In a letter to Testbiotech and GeneWatch UK, the responsible EU Commissioner Vytenis Andriukaitis admitted Monday that “it is true that the legislation requires cumulative and synergistic effects of pesticide residues to be considered,” for the new genetically-modified (GM) soybean varieties that have been designed to be grown with multiple herbicides.
At the same time, Andriukaitis also states that methods to assess these health effects are not yet available. The letter from the Commission was written in response to a call by the two organisations to stop market authorization of herbicide resistant genetically engineered soybeans. These plants can be sprayed with a combination of herbicides, such as glyphosate with dicamba or isoxaflutole.
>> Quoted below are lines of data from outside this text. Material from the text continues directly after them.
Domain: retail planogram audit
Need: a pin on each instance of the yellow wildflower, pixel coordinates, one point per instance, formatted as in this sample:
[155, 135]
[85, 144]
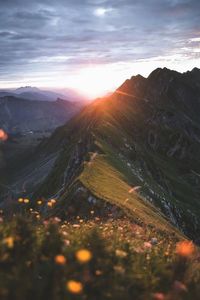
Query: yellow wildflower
[74, 287]
[9, 241]
[83, 255]
[60, 259]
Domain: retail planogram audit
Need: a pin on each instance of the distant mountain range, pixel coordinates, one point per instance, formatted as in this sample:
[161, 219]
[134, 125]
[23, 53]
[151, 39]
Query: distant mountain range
[136, 151]
[33, 93]
[18, 115]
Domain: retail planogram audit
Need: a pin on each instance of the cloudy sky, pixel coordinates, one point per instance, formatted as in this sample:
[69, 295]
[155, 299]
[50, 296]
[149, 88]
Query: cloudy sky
[94, 45]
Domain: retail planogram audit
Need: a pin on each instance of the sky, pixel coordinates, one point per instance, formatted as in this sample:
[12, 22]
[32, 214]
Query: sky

EU Health & Food Safety Commissioner Vytenis Andriukaitis’ Responsibilities include:
- Modernising and simplifying EU food safety policy while keeping the current high level of safety and ensuring existing policies have maximum effect.
- Ensuring the Commission is ready in supporting the EU’s capacity to deal with crisis situations in food safety or pandemics.
- Reviewing the laws that oblige the Commission to authorize genetically modified organisms (GMOs), even when a majority of national governments opposes them.
According to a recent toxicological dossier, mixtures of these residues are thought to have adverse effects on health such as genotoxicity, liver toxicity and tumours. Consumers and farm animals could be exposed to a combination of these substances that may be found as residues in the harvest of these crops. However, the combined toxicity of these herbicides was never assessed by EU authorities. Experts from Member States already voted twice on the application, however no qualified majorities were reached. Now it is expected that the EU Commission will allow the import and usage in food and feed.
Testbiotech and GeneWatch UK are demanding that the authorisation is stopped. As they explain in their answer to the EU Commission: “If the EU Commission and EFSA are not able to assess the effects these mixtures might have on health because there are no suitable methods available then market authorization cannot be granted. EU regulations require the highest standards of consumer and environmental protection. In the case of the genetically engineered plants under discussion the precautionary principle has to be applied and the application has to be rejected,” writes Christoph Then in response to the EU Commission.
Testbiotech is today starting an online petition to Jean-Claude Juncker, the president of the EU Commission, to stop the soybeans from being imported into the EU. In this context, Testbiotech also hopes to get support from the Environmental Committee of the EU Parliament, which will be discussing this issue on 21 January.